Выйдя от Суиндонов, я не пошел домой, а прогулялся вдоль северного хребта, останавливаясь везде, где между деревьями проглядывала река. В этот вечер на небе светили четыре луны; их отражения танцевали на быстринах, кружились в водоворотах, глядели на меня из заводей, словно серебристые глаза.

А в моей голове с той же бездумностью танцевали, кружились и вспыхивали воспоминания: детство, все знакомые девушки, все работы, которые я потерял. Отчаяние, в каком два года назад я эмигрировал на Аркадию, кошмар, которым встретила меня планета — ведь меня угораздило прилететь во время Передающего Эффекта, — и то, как потом мне удалось зацепиться в Риверсайде.

Наконец я дошел до своего любимого обрыва над бухточкой, которую местные жители называют Якорной Заводью. Здесь когда-то обвалился крутой берег, и у воды образовалась россыпь валунов. Таинственное и романтическое место, в котором полагается целовать девушек. Я загрустил при мысли о своем одиночестве.

В лунном свете блестела вмурованная в скалу металлическая мемориальная доска.

В ПАМЯТЬ О
его преподобии Эммануэле Лайонеле Борде полисмене Уильяме Кларке
Эрике Фипсе
Алане Фипсе
Альфреде Блэкстоуне
Они погибли, дабы спасти нас

Я побрел дальше, предаваясь размышлениям.

Как раз этим вечером Джейн Суиндон заявила:

— Мужчине следует жениться к тридцати двум годам, Кевин. А лучше к двадцати двум. В неженатом мужчине есть что-то сомнительное. Я, конечно, не говорю о присутствующих.
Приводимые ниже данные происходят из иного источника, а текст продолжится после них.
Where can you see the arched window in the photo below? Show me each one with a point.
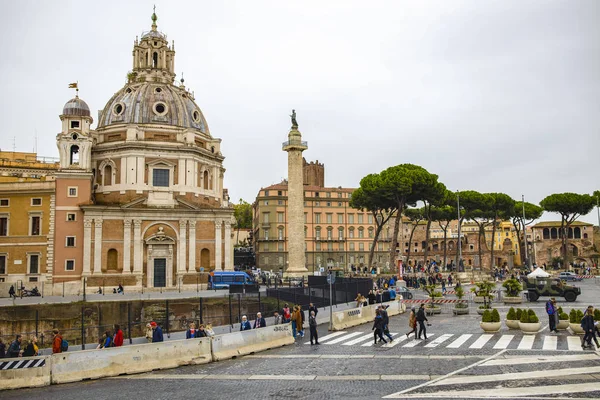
(107, 176)
(74, 157)
(112, 260)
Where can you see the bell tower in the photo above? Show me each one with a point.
(153, 58)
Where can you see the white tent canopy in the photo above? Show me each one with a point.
(538, 273)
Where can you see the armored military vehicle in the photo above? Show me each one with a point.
(550, 287)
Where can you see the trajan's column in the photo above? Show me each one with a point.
(295, 146)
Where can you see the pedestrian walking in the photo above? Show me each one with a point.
(259, 322)
(378, 327)
(312, 325)
(245, 325)
(118, 336)
(551, 311)
(157, 335)
(14, 350)
(421, 318)
(412, 322)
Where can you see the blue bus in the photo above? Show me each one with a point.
(223, 279)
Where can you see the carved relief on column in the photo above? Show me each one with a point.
(192, 246)
(127, 246)
(137, 246)
(97, 268)
(87, 245)
(182, 256)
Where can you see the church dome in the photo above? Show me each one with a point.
(76, 107)
(153, 103)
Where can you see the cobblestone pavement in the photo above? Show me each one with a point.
(457, 361)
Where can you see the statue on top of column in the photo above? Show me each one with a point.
(294, 122)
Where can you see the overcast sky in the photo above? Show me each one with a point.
(490, 95)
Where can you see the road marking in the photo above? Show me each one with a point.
(359, 340)
(330, 336)
(345, 337)
(574, 343)
(479, 343)
(460, 341)
(512, 392)
(439, 340)
(550, 343)
(526, 343)
(466, 379)
(402, 394)
(415, 342)
(503, 342)
(396, 341)
(369, 344)
(540, 359)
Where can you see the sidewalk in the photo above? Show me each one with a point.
(322, 318)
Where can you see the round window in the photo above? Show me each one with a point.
(118, 109)
(160, 108)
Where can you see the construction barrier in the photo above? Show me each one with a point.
(94, 364)
(235, 344)
(17, 373)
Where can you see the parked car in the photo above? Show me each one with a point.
(569, 276)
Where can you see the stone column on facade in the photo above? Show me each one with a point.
(296, 254)
(218, 224)
(181, 257)
(137, 247)
(192, 246)
(228, 260)
(87, 246)
(127, 246)
(97, 268)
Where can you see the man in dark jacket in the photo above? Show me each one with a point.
(421, 318)
(259, 322)
(156, 333)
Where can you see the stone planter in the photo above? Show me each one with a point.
(460, 311)
(490, 327)
(562, 325)
(512, 300)
(530, 328)
(512, 324)
(576, 328)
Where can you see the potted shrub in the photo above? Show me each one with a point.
(575, 317)
(513, 291)
(431, 308)
(462, 307)
(512, 321)
(529, 322)
(563, 320)
(482, 291)
(490, 321)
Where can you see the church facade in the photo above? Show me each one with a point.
(139, 200)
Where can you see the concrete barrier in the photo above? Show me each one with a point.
(236, 344)
(362, 315)
(22, 372)
(94, 364)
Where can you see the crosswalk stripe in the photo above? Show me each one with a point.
(479, 343)
(416, 341)
(359, 340)
(574, 343)
(550, 343)
(368, 344)
(460, 341)
(504, 342)
(330, 336)
(439, 340)
(343, 338)
(527, 342)
(397, 341)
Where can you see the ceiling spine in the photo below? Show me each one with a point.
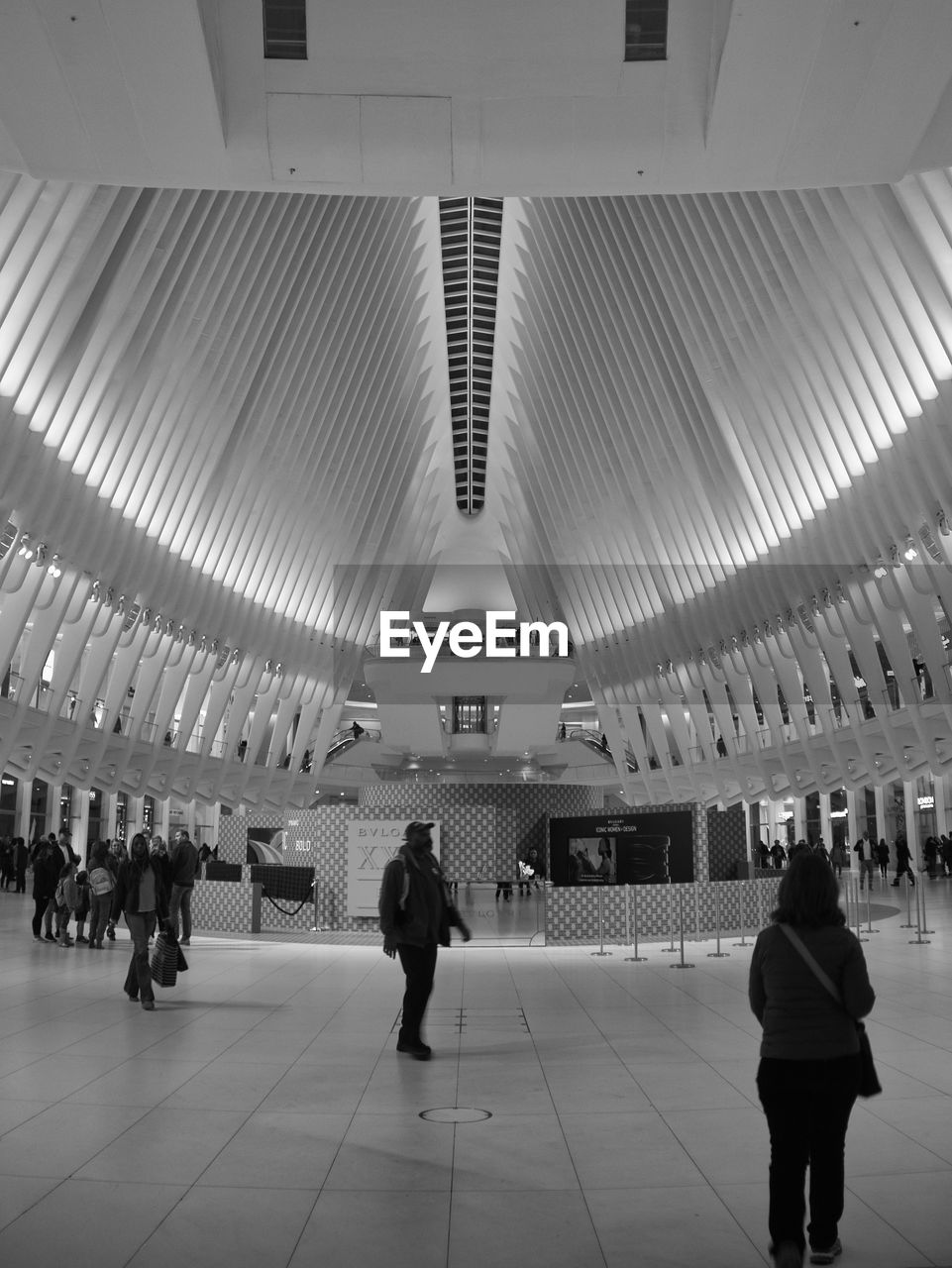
(471, 232)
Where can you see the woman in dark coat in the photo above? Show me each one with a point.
(47, 861)
(809, 1073)
(140, 897)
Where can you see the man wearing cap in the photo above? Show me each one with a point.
(66, 846)
(416, 915)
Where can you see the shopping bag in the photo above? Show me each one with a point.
(163, 965)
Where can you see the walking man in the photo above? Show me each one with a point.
(864, 848)
(182, 865)
(416, 915)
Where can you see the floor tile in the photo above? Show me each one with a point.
(63, 1137)
(513, 1228)
(228, 1227)
(104, 1223)
(166, 1145)
(669, 1226)
(279, 1150)
(393, 1151)
(376, 1230)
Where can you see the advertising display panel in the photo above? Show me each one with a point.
(649, 847)
(370, 846)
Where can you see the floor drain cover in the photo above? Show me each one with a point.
(456, 1113)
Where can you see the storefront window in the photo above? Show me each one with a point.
(8, 805)
(95, 815)
(40, 792)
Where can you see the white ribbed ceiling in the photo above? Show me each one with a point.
(717, 420)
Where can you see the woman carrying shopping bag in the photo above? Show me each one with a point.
(140, 897)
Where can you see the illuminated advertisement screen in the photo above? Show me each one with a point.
(649, 847)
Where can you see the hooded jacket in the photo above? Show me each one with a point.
(409, 884)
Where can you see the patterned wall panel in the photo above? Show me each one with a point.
(522, 813)
(726, 841)
(611, 914)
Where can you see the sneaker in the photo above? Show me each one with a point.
(826, 1257)
(788, 1255)
(421, 1051)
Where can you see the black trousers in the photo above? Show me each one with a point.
(807, 1108)
(418, 965)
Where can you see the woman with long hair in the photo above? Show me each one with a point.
(140, 897)
(809, 1073)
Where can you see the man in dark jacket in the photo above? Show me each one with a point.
(182, 865)
(416, 915)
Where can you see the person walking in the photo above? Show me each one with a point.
(140, 897)
(182, 865)
(902, 861)
(21, 861)
(809, 1072)
(864, 850)
(416, 915)
(883, 857)
(102, 883)
(47, 863)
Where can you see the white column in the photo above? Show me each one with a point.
(853, 825)
(80, 823)
(939, 789)
(879, 793)
(825, 823)
(134, 809)
(798, 819)
(110, 808)
(910, 823)
(23, 809)
(53, 816)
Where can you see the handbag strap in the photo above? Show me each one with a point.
(811, 964)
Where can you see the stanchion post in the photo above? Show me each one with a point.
(671, 920)
(717, 954)
(634, 958)
(909, 906)
(743, 926)
(918, 940)
(858, 913)
(920, 891)
(869, 910)
(601, 924)
(681, 922)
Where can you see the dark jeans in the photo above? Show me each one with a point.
(139, 979)
(99, 909)
(420, 965)
(180, 899)
(44, 914)
(807, 1106)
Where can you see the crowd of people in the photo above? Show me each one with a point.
(149, 886)
(869, 855)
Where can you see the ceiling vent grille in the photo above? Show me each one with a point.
(471, 231)
(285, 30)
(645, 31)
(9, 537)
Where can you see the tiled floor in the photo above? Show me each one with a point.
(260, 1117)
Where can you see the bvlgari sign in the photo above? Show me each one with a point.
(466, 639)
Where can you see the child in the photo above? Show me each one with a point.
(66, 900)
(81, 904)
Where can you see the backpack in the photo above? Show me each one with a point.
(102, 880)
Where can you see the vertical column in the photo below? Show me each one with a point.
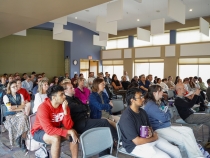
(130, 41)
(172, 36)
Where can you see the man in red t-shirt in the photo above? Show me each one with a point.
(53, 122)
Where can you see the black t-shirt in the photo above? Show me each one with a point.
(130, 123)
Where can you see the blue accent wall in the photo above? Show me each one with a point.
(81, 47)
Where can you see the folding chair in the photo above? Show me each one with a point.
(96, 140)
(120, 147)
(182, 122)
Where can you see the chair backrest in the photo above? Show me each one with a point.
(119, 134)
(32, 119)
(95, 140)
(170, 94)
(117, 106)
(3, 110)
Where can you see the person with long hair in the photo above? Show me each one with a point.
(132, 120)
(82, 92)
(160, 116)
(41, 95)
(117, 87)
(98, 100)
(26, 97)
(16, 121)
(176, 80)
(55, 81)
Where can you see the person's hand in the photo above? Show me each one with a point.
(110, 103)
(149, 133)
(197, 91)
(64, 106)
(155, 135)
(73, 134)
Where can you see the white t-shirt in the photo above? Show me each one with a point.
(6, 99)
(39, 98)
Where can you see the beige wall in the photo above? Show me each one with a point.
(189, 24)
(170, 63)
(35, 52)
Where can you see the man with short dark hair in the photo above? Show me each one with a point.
(132, 119)
(52, 114)
(79, 113)
(184, 106)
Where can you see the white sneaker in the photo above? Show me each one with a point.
(3, 129)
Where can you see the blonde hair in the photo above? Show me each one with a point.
(40, 84)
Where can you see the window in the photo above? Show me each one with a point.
(118, 43)
(194, 67)
(161, 39)
(156, 69)
(113, 67)
(190, 36)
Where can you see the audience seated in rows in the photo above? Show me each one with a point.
(99, 103)
(26, 97)
(132, 119)
(143, 84)
(82, 92)
(27, 84)
(80, 113)
(41, 95)
(170, 83)
(117, 87)
(184, 106)
(16, 124)
(125, 83)
(51, 115)
(159, 117)
(202, 84)
(55, 81)
(74, 80)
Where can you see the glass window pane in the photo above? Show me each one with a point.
(157, 69)
(141, 68)
(118, 70)
(108, 69)
(203, 69)
(188, 71)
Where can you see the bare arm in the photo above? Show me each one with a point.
(140, 141)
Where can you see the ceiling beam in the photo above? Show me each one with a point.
(19, 15)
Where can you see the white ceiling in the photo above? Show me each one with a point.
(145, 11)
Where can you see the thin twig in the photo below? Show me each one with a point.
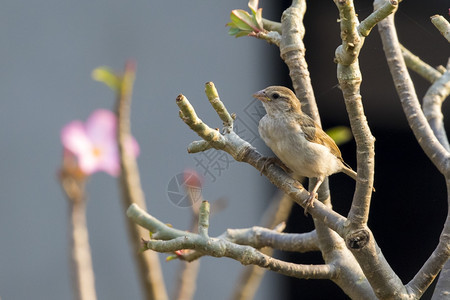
(248, 282)
(442, 25)
(176, 240)
(148, 264)
(408, 98)
(419, 66)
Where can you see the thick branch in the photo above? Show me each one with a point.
(250, 278)
(259, 237)
(147, 263)
(83, 278)
(222, 248)
(432, 106)
(419, 66)
(292, 51)
(436, 261)
(408, 97)
(349, 76)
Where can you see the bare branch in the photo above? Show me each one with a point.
(292, 51)
(442, 25)
(432, 106)
(379, 14)
(259, 237)
(419, 66)
(218, 247)
(408, 97)
(349, 76)
(147, 263)
(241, 150)
(83, 278)
(272, 26)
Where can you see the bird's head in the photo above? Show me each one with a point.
(278, 99)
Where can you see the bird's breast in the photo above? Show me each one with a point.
(287, 140)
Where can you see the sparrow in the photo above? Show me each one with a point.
(297, 140)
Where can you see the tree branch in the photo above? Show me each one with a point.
(241, 150)
(427, 140)
(432, 106)
(292, 51)
(248, 282)
(419, 66)
(259, 237)
(218, 247)
(147, 263)
(442, 25)
(408, 97)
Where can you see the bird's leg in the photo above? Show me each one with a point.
(273, 160)
(313, 194)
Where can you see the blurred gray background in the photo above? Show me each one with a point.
(48, 50)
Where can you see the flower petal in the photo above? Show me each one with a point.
(75, 139)
(101, 126)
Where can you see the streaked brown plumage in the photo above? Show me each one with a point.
(297, 140)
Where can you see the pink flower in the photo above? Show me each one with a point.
(94, 143)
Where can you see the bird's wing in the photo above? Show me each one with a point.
(315, 134)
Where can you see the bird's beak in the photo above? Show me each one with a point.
(261, 95)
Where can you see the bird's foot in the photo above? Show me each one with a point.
(273, 160)
(310, 202)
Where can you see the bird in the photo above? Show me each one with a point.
(297, 140)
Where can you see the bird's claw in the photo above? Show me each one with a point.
(310, 202)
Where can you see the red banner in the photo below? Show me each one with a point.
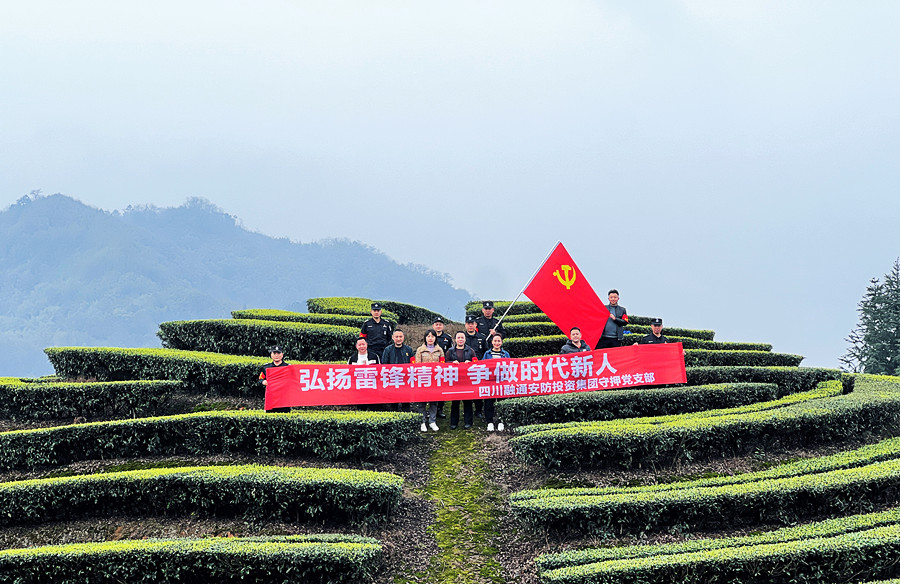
(565, 295)
(321, 385)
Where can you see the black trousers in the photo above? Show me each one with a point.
(608, 343)
(467, 412)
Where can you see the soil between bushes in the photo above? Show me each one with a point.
(407, 542)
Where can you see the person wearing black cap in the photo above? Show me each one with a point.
(377, 331)
(445, 341)
(363, 356)
(614, 331)
(655, 337)
(479, 343)
(475, 339)
(574, 344)
(460, 352)
(487, 324)
(277, 355)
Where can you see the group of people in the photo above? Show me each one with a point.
(481, 339)
(380, 343)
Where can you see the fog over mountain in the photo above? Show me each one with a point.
(77, 275)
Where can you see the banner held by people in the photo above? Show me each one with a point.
(329, 384)
(563, 293)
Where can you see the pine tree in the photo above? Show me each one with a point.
(875, 342)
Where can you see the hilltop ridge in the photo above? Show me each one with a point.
(75, 274)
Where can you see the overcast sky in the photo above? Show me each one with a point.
(731, 166)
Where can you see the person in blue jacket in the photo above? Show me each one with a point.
(496, 352)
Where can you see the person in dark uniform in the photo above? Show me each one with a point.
(574, 344)
(478, 343)
(474, 339)
(363, 356)
(377, 331)
(614, 332)
(655, 337)
(487, 324)
(460, 352)
(445, 341)
(398, 353)
(277, 355)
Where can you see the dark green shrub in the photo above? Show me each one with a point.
(629, 403)
(56, 400)
(323, 433)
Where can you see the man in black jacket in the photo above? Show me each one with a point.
(377, 331)
(277, 355)
(614, 332)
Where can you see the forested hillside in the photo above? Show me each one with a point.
(76, 275)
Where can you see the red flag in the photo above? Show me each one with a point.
(562, 292)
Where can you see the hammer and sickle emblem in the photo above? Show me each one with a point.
(564, 279)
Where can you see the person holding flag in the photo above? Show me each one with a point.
(562, 292)
(614, 331)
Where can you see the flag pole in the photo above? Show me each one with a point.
(541, 265)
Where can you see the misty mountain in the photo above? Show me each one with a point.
(77, 275)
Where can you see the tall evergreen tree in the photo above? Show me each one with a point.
(875, 342)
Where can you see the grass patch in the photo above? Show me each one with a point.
(467, 513)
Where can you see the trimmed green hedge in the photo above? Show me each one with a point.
(31, 401)
(815, 530)
(765, 498)
(699, 334)
(321, 433)
(511, 318)
(803, 559)
(551, 344)
(631, 403)
(788, 379)
(301, 341)
(830, 389)
(250, 492)
(692, 343)
(541, 317)
(201, 372)
(700, 358)
(308, 317)
(396, 312)
(521, 307)
(274, 560)
(796, 420)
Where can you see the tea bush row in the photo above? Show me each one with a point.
(783, 500)
(330, 435)
(200, 372)
(355, 322)
(630, 403)
(275, 560)
(849, 549)
(542, 329)
(35, 401)
(796, 420)
(397, 312)
(873, 453)
(249, 492)
(814, 530)
(300, 341)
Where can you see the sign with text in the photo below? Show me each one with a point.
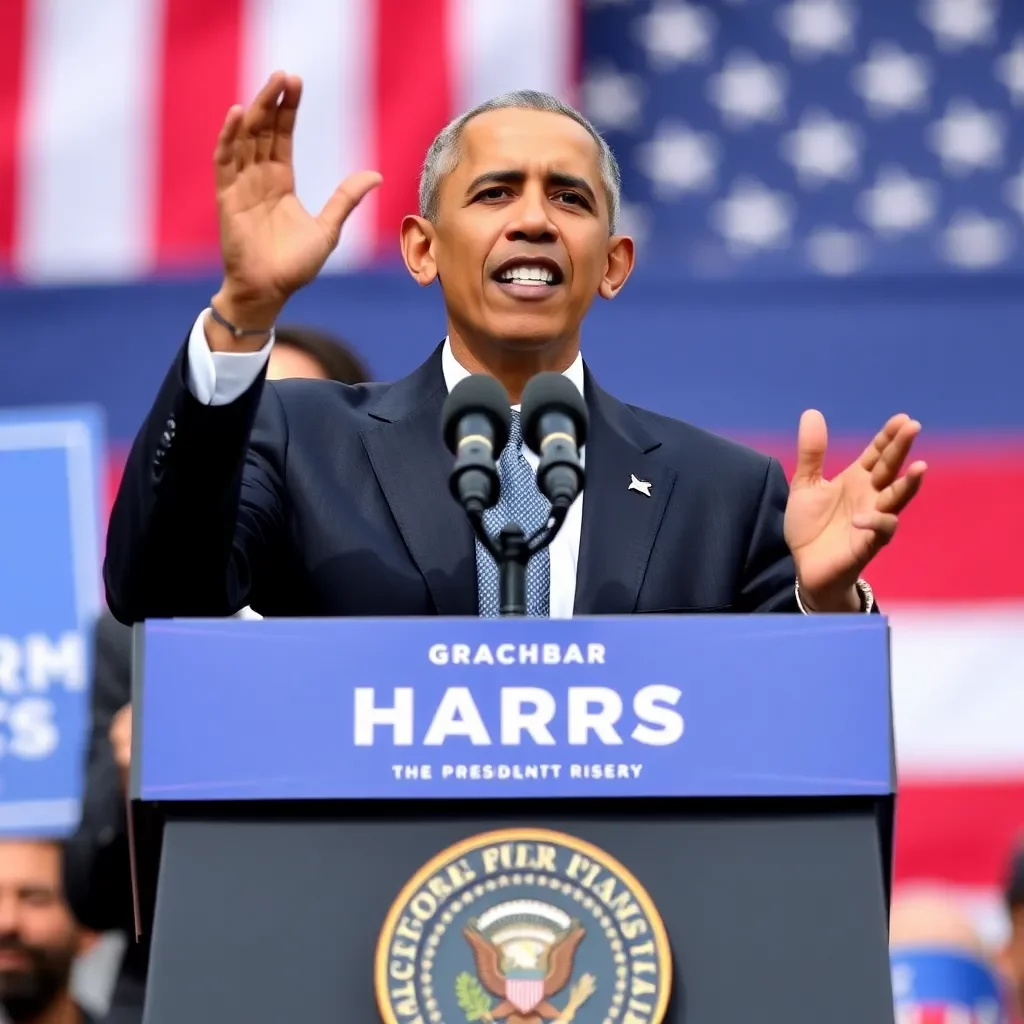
(50, 466)
(638, 706)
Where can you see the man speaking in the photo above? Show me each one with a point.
(309, 498)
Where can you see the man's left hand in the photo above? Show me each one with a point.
(835, 527)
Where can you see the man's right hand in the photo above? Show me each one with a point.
(121, 741)
(270, 246)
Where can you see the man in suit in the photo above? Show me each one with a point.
(302, 498)
(96, 867)
(39, 939)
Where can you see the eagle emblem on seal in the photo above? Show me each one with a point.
(523, 951)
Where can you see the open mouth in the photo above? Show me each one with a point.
(528, 278)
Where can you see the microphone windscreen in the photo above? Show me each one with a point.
(552, 393)
(483, 395)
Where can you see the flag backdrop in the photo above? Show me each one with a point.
(828, 198)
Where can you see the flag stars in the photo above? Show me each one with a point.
(836, 252)
(975, 242)
(956, 24)
(679, 160)
(676, 33)
(891, 81)
(748, 90)
(1013, 192)
(898, 203)
(1010, 71)
(968, 138)
(611, 99)
(822, 148)
(816, 27)
(753, 217)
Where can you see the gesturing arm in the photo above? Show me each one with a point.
(199, 512)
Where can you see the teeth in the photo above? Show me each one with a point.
(528, 275)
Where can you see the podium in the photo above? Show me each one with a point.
(614, 820)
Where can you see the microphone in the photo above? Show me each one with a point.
(475, 426)
(554, 425)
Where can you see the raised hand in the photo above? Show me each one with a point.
(270, 245)
(835, 527)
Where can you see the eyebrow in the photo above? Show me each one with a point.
(518, 177)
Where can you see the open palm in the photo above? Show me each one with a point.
(270, 245)
(835, 527)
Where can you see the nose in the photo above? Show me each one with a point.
(8, 915)
(530, 219)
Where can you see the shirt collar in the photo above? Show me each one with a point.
(455, 372)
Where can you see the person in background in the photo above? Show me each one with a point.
(96, 867)
(39, 938)
(941, 970)
(1012, 955)
(309, 353)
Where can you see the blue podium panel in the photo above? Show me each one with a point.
(444, 709)
(50, 474)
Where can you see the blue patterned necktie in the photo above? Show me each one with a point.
(522, 503)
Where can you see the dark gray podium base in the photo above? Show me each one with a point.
(774, 920)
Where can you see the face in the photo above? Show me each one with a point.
(521, 243)
(39, 940)
(287, 361)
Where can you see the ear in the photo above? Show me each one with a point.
(622, 256)
(417, 249)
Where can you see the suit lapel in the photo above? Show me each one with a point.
(412, 465)
(619, 524)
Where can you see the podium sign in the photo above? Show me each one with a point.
(387, 813)
(50, 471)
(464, 709)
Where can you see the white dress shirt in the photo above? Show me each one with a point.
(220, 378)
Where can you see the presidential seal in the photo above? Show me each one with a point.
(523, 926)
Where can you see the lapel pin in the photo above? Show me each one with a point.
(642, 486)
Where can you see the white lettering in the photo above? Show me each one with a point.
(47, 663)
(515, 721)
(648, 707)
(40, 663)
(33, 732)
(457, 715)
(602, 721)
(10, 666)
(398, 716)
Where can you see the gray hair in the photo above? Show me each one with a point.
(443, 153)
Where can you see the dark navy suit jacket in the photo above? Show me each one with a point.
(311, 498)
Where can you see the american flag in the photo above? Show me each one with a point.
(785, 142)
(815, 136)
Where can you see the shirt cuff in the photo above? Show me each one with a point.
(863, 589)
(220, 378)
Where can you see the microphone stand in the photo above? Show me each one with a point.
(512, 552)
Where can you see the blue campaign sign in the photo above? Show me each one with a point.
(438, 709)
(50, 466)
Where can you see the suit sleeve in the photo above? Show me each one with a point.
(199, 514)
(96, 866)
(769, 581)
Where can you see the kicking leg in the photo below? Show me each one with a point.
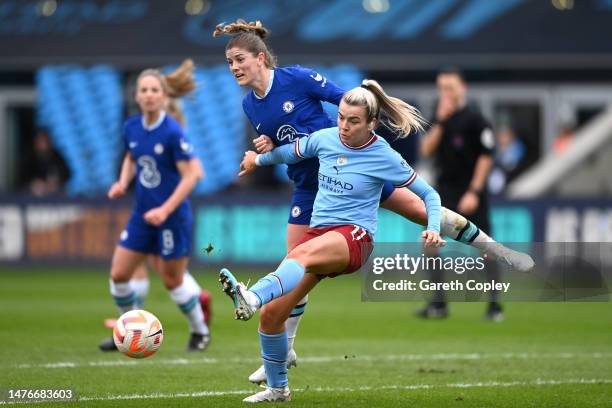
(273, 339)
(294, 233)
(404, 202)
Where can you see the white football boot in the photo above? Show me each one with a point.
(259, 376)
(519, 261)
(246, 302)
(270, 395)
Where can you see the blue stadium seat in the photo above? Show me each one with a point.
(82, 109)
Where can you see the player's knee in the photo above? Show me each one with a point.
(120, 274)
(270, 319)
(172, 281)
(302, 254)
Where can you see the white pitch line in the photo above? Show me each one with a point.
(324, 359)
(490, 384)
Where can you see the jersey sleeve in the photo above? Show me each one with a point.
(246, 108)
(182, 149)
(126, 145)
(303, 148)
(319, 87)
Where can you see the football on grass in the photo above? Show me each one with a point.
(138, 334)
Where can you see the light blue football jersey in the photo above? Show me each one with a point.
(351, 178)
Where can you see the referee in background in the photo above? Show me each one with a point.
(461, 141)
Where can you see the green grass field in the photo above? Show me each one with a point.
(350, 353)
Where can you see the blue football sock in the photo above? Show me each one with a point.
(468, 233)
(274, 351)
(276, 284)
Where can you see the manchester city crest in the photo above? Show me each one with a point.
(288, 106)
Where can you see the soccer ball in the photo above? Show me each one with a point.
(138, 334)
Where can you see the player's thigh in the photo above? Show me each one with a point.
(141, 271)
(274, 313)
(172, 270)
(294, 233)
(125, 261)
(325, 254)
(404, 202)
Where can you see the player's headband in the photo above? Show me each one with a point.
(377, 113)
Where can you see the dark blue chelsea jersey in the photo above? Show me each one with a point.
(292, 109)
(156, 149)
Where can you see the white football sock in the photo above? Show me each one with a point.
(189, 303)
(124, 296)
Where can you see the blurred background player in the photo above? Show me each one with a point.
(140, 279)
(462, 142)
(161, 158)
(286, 102)
(343, 222)
(44, 170)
— Я бы пояснил это на примере Уилла Джексона, — добавил профессор Марк Суиндон. — Старый волокита. Ни одна женщина не может повесить сушиться свое белье в радиусе пяти километров от этого типа. А взять Вернона Трейла — он занялся народными танцами. На прошлой неделе я видел, как он выступал в цветастом балахоне. Тебе надо хорошенько посмотреть на себя со стороны, Кев. С кем ты вчера разговаривал на улице? С Люси Суп? Ей, наверно, не больше пяти лет!

Старая тема прозвучала в очередной раз — полушутя, полусерьезно — и опять была на время забыта…

Наконец я развернулся и направился домой. Конечно, иногда мне одиноко. А разве это не случается со всеми, даже с женатыми? Но если человеку нужно создать свое дело, если он должен выстоять, несмотря на спад в торговле, если он, помимо всего прочего, живет в маленькой общине, из которой молодежь спешит улететь, как только подрастет, — тогда у него остается не много шансов на любовь.